Till Örebro universitet

Maps are often used to provide information and guide people. Emergency maps or floor plans are often displayed on walls and sketch maps can easily be drawn to give directions. However, robots typically assume that no knowledge of the environment is available before exploration even though making use of prior maps could enhance robotic mapping. For example, prior maps can be used to provide map data of places that the robot has not yet seen, to correct errors in robot maps, as well as to transfer information between map representations.

I focus on two types of prior maps representing the walls of an indoor environment: layout maps and sketch maps. I study ways to relate information of sketch or layout maps with an equivalent metric map and study how to use layout maps to improve the robot’s mapping. Compared to metric maps such as sensor-built maps, layout and sketch maps can have local scale errors or miss elements of the environment, which makes matching and aligning such heterogeneous map types a hard problem.

I aim to answer three research questions: how to interpret prior maps by finding meaningful features? How to find correspondences between the features of a prior map and a metric map representing the same environment? How to integrate prior maps in SLAM so that both the prior map and the map built by the robot are improved?

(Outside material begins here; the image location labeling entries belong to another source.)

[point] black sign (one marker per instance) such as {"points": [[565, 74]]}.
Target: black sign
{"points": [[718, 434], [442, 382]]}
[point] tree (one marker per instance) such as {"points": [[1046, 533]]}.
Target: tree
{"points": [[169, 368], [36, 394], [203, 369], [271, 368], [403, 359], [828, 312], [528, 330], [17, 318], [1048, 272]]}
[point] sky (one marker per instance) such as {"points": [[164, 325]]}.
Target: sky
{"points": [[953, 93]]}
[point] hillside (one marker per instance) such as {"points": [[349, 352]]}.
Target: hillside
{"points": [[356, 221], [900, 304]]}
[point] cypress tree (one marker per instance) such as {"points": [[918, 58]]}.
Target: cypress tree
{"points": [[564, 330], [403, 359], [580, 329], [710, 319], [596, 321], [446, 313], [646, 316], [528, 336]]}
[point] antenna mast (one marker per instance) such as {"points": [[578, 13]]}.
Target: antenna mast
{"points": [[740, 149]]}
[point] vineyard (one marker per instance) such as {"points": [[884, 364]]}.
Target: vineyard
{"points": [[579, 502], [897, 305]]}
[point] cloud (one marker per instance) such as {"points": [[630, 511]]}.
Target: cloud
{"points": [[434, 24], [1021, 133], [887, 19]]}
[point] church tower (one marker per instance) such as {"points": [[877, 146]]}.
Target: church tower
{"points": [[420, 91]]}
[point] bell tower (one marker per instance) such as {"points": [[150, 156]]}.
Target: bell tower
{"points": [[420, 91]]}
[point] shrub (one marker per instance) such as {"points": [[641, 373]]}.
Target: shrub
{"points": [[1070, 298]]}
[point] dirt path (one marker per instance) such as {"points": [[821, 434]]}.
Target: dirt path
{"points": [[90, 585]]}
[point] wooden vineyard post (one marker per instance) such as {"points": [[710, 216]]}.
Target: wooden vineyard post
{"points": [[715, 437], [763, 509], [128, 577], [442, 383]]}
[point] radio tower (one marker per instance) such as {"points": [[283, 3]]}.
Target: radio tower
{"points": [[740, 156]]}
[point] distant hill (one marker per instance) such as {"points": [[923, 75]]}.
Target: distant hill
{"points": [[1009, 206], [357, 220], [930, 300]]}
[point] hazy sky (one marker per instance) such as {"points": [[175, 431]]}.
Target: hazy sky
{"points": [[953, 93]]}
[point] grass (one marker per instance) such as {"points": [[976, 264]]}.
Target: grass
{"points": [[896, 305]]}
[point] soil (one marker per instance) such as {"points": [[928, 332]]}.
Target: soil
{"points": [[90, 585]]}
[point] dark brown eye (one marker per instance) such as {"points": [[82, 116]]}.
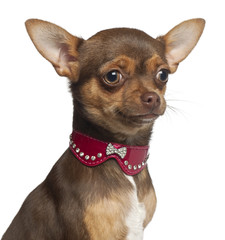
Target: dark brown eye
{"points": [[162, 75], [113, 77]]}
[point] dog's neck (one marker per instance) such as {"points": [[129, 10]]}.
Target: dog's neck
{"points": [[83, 125]]}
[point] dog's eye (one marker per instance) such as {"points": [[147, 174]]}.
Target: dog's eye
{"points": [[162, 75], [113, 77]]}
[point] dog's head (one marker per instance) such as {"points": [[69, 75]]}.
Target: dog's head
{"points": [[118, 76]]}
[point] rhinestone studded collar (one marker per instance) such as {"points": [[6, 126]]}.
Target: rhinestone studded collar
{"points": [[92, 152]]}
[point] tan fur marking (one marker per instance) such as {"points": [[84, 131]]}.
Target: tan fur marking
{"points": [[124, 63], [105, 219], [154, 63]]}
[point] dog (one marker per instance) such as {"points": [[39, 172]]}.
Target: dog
{"points": [[100, 189]]}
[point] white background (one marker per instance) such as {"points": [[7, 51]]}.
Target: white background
{"points": [[187, 149]]}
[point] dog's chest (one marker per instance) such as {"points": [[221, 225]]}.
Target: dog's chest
{"points": [[136, 215]]}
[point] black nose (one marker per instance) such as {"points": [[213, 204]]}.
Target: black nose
{"points": [[151, 100]]}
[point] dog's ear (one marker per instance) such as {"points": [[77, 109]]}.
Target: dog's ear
{"points": [[56, 45], [181, 40]]}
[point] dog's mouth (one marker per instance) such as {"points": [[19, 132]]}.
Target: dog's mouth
{"points": [[140, 118], [145, 118]]}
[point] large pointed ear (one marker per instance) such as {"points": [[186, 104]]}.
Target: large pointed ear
{"points": [[181, 40], [56, 45]]}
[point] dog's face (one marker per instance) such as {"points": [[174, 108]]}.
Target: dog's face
{"points": [[118, 76], [122, 79]]}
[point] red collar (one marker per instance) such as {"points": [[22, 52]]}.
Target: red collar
{"points": [[92, 152]]}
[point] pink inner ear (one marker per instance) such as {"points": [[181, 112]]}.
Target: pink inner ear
{"points": [[64, 56]]}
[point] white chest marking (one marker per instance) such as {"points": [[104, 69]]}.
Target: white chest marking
{"points": [[136, 215]]}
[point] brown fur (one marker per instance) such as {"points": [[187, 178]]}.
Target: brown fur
{"points": [[76, 202]]}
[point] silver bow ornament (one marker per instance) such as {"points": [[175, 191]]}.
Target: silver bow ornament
{"points": [[120, 152]]}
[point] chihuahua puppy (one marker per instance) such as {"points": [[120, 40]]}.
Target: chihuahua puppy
{"points": [[100, 189]]}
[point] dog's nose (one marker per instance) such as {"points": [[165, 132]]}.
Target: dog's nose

The first contribution of this thesis is an algorithm that can find correspondences between regions of a hand-drawn sketch map and an equivalent metric map and achieves an overall accuracy that is within 10% of that of a human. The second contribution is a method that enables the integration of layout map data in SLAM and corrects errors both in the layout and the sensor map.

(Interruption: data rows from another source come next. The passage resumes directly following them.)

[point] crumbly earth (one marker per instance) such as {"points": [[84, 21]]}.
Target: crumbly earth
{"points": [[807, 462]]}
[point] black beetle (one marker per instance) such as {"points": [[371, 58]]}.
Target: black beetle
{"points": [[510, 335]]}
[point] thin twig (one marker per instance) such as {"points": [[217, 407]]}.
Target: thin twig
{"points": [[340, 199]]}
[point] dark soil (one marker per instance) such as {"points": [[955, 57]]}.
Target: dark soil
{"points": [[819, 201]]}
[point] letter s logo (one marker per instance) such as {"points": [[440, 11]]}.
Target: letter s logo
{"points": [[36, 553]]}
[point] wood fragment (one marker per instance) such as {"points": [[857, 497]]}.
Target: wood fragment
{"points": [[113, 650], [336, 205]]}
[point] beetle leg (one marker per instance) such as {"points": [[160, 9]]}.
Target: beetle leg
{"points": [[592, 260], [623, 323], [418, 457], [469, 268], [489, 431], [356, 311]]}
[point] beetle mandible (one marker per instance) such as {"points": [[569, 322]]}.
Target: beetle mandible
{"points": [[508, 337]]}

These results provide ways to use prior maps with local scale errors and different levels of detail, whether they are close to metric maps, e.g. layout maps, or non-metric maps, e.g. sketch maps. The methods presented in this work were used in field tests with professional fire-fighters for search and rescue applications in low-visibility environments. A novel radar sensor was used to perform SLAM in smoke and, using a layout map as a prior map, users could indicate points of interest to the robot on the layout map, not only during and after exploration, but even before it took place.